[asterisk-users] Strange Issue: asterisk deleted

A J Stiles asterisk_list at earthshod.co.uk
Thu Nov 27 04:05:44 CST 2014


On Wednesday 26 Nov 2014, Antoine Megalla wrote:
> Hi,
> 
> I looked for asterisk in /usr/sbin using the commands ls and find and
> whereis and it was not there.
> 
> I know that the process is killed because when I start asterisk using the
> command asterisk -vvvvc it starts and then it exits and the word killed is
> wrote on the console.
> 
> Ever time I copy a new executable to /usr/sbin either using cp command or
> make install it gets deleted too.
> 
> Now I used the strace command on asterisk and I can clearly see at the end
> of the strace the line : killed by SIGKILL This means that something or
> someone is actually and purposely killing asterisk but I do not know what
> or who is doing that also I know that I am the only user on the system.
> 
> Again any indicators to solve this very weird issue are welcomed.

It sounds as though your server might have been compromised.

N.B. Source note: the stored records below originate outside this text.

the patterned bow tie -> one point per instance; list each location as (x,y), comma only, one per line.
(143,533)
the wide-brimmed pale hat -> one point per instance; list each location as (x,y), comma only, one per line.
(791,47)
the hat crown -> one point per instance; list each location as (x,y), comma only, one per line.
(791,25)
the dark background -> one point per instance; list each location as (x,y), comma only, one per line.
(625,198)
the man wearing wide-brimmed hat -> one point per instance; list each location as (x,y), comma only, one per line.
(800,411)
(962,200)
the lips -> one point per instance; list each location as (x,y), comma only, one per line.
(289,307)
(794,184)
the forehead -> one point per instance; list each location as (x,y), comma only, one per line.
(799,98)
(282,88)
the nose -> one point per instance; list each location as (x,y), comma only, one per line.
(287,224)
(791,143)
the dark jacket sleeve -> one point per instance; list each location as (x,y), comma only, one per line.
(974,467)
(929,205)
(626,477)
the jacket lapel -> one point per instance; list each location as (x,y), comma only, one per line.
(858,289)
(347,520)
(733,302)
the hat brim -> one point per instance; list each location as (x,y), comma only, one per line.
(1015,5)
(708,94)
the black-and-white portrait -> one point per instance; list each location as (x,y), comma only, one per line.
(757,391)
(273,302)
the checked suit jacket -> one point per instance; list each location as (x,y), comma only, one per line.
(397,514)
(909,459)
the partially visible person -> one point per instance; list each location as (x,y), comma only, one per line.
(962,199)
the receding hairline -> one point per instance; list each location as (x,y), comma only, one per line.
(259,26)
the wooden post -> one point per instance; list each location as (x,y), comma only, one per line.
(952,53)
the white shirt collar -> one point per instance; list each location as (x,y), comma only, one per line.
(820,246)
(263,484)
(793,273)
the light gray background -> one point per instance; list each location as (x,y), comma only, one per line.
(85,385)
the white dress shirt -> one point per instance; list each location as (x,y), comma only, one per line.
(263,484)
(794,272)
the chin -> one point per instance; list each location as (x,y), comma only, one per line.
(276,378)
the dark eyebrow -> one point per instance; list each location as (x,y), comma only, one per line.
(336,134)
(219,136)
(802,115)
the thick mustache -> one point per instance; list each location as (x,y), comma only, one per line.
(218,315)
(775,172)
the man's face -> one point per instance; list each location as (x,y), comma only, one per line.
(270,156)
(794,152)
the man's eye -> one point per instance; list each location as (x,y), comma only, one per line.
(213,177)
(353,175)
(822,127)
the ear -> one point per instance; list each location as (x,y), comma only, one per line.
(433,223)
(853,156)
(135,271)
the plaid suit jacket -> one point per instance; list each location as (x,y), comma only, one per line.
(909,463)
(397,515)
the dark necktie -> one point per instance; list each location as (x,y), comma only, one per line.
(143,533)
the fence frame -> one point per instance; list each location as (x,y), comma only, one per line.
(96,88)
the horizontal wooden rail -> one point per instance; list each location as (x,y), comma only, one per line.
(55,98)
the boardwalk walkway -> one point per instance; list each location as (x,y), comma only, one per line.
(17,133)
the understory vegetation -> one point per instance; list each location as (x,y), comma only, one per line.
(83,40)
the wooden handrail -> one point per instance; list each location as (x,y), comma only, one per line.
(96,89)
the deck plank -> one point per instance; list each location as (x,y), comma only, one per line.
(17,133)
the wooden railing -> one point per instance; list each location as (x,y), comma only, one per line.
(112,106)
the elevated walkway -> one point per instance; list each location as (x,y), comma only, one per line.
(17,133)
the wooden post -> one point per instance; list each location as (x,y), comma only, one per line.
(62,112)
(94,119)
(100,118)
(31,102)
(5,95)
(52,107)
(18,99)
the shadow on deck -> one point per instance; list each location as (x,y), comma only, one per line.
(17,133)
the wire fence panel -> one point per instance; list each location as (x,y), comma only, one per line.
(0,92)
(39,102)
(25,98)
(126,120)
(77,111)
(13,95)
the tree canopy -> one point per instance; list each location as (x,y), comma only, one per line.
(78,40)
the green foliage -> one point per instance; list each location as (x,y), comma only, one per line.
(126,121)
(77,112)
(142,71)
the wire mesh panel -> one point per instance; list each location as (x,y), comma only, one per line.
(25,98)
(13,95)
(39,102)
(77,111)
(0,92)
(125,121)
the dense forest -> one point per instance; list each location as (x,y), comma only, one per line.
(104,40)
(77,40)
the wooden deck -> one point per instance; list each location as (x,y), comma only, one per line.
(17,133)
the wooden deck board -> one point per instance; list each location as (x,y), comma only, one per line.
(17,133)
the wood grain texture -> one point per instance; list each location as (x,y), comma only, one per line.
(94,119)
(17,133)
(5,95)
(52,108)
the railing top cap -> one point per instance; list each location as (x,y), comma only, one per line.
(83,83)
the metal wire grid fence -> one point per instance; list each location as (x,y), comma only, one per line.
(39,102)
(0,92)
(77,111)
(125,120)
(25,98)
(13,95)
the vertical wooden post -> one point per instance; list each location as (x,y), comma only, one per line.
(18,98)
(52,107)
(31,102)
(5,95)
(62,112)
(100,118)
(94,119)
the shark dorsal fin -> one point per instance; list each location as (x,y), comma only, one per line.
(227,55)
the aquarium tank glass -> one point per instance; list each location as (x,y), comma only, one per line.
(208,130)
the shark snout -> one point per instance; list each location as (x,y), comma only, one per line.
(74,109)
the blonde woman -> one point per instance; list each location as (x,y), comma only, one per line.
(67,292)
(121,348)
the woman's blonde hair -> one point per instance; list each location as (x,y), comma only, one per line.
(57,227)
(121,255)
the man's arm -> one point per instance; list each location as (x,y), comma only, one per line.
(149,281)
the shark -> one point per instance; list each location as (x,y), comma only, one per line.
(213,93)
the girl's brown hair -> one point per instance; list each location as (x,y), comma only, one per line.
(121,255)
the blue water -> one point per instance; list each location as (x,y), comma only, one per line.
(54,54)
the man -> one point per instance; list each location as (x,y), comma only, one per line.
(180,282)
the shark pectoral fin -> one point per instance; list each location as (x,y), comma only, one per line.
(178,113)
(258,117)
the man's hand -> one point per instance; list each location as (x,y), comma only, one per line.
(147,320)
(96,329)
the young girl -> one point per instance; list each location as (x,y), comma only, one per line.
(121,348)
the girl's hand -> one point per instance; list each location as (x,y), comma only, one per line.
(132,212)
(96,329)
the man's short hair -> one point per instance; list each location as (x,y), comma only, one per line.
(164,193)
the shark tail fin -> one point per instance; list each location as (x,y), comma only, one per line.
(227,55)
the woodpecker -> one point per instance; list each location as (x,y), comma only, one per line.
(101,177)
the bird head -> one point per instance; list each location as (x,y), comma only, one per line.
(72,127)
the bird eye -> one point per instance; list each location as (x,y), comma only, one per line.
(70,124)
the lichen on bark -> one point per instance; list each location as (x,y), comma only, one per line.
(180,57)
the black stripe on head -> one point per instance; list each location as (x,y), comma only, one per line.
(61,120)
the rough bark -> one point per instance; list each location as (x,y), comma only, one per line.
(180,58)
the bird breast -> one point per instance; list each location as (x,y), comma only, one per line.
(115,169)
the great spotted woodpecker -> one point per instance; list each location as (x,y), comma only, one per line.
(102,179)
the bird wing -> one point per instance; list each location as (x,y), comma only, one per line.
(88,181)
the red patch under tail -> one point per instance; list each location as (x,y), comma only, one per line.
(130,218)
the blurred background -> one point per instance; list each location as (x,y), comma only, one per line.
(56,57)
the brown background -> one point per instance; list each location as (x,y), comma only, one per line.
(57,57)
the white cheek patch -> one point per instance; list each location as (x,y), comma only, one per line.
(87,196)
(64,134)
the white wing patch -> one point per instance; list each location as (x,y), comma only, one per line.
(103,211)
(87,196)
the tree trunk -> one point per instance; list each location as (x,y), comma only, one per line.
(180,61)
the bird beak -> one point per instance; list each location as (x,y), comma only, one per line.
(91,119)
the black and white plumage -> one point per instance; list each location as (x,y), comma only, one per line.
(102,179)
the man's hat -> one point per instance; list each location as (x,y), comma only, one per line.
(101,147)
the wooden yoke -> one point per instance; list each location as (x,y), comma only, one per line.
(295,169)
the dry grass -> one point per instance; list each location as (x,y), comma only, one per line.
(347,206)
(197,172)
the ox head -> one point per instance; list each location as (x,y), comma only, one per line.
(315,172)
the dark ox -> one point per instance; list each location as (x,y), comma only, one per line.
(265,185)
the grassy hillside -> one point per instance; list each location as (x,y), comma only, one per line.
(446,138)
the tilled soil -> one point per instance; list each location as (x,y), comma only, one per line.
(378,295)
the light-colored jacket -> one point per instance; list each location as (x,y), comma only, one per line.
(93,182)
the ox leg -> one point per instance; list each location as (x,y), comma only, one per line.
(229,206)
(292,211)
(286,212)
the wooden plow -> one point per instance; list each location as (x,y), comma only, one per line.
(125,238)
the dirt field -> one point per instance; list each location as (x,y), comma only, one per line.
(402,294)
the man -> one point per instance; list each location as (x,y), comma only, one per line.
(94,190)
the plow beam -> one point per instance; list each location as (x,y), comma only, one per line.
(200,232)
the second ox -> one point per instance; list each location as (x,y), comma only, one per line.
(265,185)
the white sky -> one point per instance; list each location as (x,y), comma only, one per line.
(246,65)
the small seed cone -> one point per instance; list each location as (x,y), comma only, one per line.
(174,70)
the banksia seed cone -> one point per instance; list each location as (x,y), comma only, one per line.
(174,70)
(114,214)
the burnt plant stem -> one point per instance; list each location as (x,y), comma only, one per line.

Get another machine of the same bit architecture and perform a fresh install 
of exactly the same OS as your Asterisk box on that.  Install busybox too  
(it's usually there anyway, as it's required for building the initial RAMdisks 
used by most distros for booting).  Using a USB stick  (preferrably one that 
can be set read-only),  copy at least the `ls`, `ps`, `netstat`, `w`, 
`lsattr`, `md5sum`, `cat`, `diff` and `busybox` binaries over  (to somewhere 
that isn't /usr/bin/).  Use both the existing installed and the newly-copied 
md5sum and diff to check each system binary against the known-good ones.  You 
can use busybox to replicate commands you haven't copied  (but note that 
busybox versions are rather cut-down as compared to the GNU tools you know and 
love.  Come to think of it, they're cut-down as compared to the BSD tools 
everyone replaces with GNU versions once they have a C compiler up and 
running).

Compare /etc/inittab between the two machines.

Many rootkits mess with ext[2-4]fs attributes, presumably to stop you 
overwriting their overwritten system binaries; so use a known good lsattr to 
check the attributes of everything in /bin/, /sbin/, /usr/bin/ and /usr/sbin/ 
-- watch out for anything set immutable.  


Getting rid of the compromise fortunately is reasonably easy, especially if 
your /home folder is on its own partition.  Just ignore that partition during 
reinstallation, edit your /etc/fstab afterwards and reboot -- your original 
/home will be preserved intact.  If not, use systemrescuecd or something 
similar to boot a known-good system.  Use mv to rename /home to a new name. 
Shrink a disk partition and create a new small partition.  Use that for your 
/home during the reinstall.  Then again edit /etc/fstab, unmount /home, mv 
your old /home back to /home and reboot.